Most ordinary productive companies, either manufacturers or distributers, have narrow profit margins, so taxing only the money that isn't paid for domestic expenses would result in very little tax liability, except for companies which sell mostly imported goods, which would consequently have an incentive to sell fewer imported goods and more goods produced in the USA*.
(New idea late 2012: If a company exports as much as it imports, the two cancel, and there's no tax burden. Only if a company imports a lot more than it exports, i.e. has an "imbalance of trade", with net money flowing out of the domestic economy, then there'd be a tax burden. Importers and exporters would be encouraged to merge into single companies that have net balance of trade, thus no need for the government to worry itself about balancing imports and exports, let private enterprise figure out for themselves how best to merge into balanced-trade companies.)
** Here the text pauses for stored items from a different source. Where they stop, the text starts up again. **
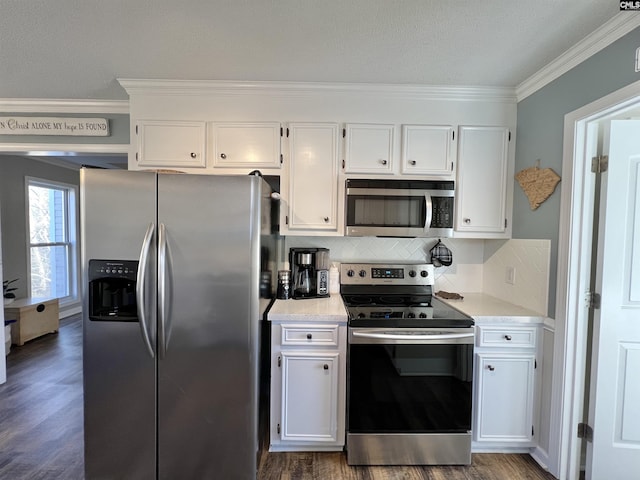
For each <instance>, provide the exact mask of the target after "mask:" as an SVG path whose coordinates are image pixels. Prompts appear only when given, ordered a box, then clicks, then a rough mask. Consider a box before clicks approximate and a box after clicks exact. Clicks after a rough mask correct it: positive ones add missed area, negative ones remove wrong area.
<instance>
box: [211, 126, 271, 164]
mask: <svg viewBox="0 0 640 480" xmlns="http://www.w3.org/2000/svg"><path fill="white" fill-rule="evenodd" d="M210 129H211V141H212V144H213V147H212V149H211V151H212V157H213V158H212V165H213V168H216V169H217V168H249V169H279V168H280V165H281V158H282V157H281V153H280V138H281V135H282V127H281V125H280V123H278V122H258V123H248V122H245V123H212V124H211V125H210Z"/></svg>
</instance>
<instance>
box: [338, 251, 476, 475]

The only companies that have huge profit margins are investment banks, which make their money not by productive activity but by gambling on markets, often using money that doesn't belong to them, and then getting lucky, or by using "shady" techniques such as price manipulation coupled with margin calls and short squeezes to extract money from normal investors. The investment banks contribute almost no actual value to our society, and taxing them excessively would be appropriate, both to "punish" them for a lifestyle of mostly gambling, and to give them incentive to split into smaller companies, to get each piece into a smaller "tax bracket". As a result of such breakup of giant banks, we'd reduce the problem of "too big to fail" which allowed them to coerce our government into bailing them out after the 2008 financial crash (and now "too big to jail", by which the criminals at Goldman Sachs and Bank of America etc. never get charged with any crime).